Anna Jarvis, the founder of Mother’s Day, devoted years to gaining national recognition for a day to honor mothers, as a fulfillment of a dream held by her own mother – Ann Marie Reeves Jarvis. Ann Marie was born in Culpeper in 1832, the daughter of Josiah Washington Reeves and Nancy Kemper Reeves, whose Kemper ancestor Johannes had come to Virginia in 1714 as one of the original Germanna colonists whom Lt. Governor Alexander Spotswood settled at Fort Germanna along the Rapidan River frontier. Ann Marie’s father was a Methodist minister who was transferred in 1843 from Culpeper to Philippi, now in West Virginia, when she was a girl. Ann Marie married Granville Jarvis, a successful merchant, and was mother to eleven children, but only four reached adulthood. She organized Mother’s Day Work Clubs to improve health and sanitary conditions for families in several towns. When war broke out and the western part of Virginia broke away and formed the new state of West Virginia, Ann Marie Jarvis urged her Mother’s Day Clubs to declare neutrality and provide aid to both Confederate and Union troops. For many years after the war, she spoke of her dream to have a day in which Americans would honor mothers. After her husband died, she moved to Philadelphia, where she died in 1907.
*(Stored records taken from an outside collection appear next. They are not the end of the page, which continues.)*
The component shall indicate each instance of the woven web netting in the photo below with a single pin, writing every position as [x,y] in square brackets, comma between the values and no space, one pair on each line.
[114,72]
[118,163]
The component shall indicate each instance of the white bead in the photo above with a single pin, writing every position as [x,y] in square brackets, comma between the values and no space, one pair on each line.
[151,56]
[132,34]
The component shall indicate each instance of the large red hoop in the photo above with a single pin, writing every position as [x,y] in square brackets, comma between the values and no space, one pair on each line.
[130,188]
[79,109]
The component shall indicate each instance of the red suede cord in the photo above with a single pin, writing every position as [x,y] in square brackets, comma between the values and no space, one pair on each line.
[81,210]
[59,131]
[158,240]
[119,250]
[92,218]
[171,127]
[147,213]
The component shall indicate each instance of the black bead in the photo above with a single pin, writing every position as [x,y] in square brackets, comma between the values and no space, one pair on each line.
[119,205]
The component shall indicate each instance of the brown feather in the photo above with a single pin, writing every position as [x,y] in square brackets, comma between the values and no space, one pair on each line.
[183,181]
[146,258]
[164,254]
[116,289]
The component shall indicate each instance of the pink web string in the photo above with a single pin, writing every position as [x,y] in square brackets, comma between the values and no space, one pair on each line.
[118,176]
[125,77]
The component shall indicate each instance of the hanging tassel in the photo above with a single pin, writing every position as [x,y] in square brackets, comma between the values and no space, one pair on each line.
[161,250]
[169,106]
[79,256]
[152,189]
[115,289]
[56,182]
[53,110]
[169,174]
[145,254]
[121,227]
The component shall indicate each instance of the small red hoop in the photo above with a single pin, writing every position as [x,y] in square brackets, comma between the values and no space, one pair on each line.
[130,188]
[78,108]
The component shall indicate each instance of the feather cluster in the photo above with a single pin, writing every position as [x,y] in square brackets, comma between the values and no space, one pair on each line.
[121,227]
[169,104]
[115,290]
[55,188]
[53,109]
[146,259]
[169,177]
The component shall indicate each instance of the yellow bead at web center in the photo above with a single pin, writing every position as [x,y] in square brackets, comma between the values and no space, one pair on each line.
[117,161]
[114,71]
Her daughter Anna Jarvis (1864-1948) began her campaign for the creation of a national Mother’s Day on the first anniversary of her mother’s death. She gained the support of the Philadelphia philanthropist John Wanamaker, and by 1909 there were unofficial Mother’s Day observations in 45 states. Official recognition began to follow, and in 1914, President Woodrow Wilson approved a resolution adopted by both houses of Congress recognizing Mother’s Day. Find out more about the history of Mother’s Day by reading this article by Germanna Trustee Katharine Brown, Ph.D.
Germanna descendants and supporters can be proud that an exceptional woman who sparked a national recognition of the role of mothers through her own outstanding life of service was a Germanna descendant born and raised in the Culpeper community, and that her daughter is responsible for making Mother’s Day a national celebration.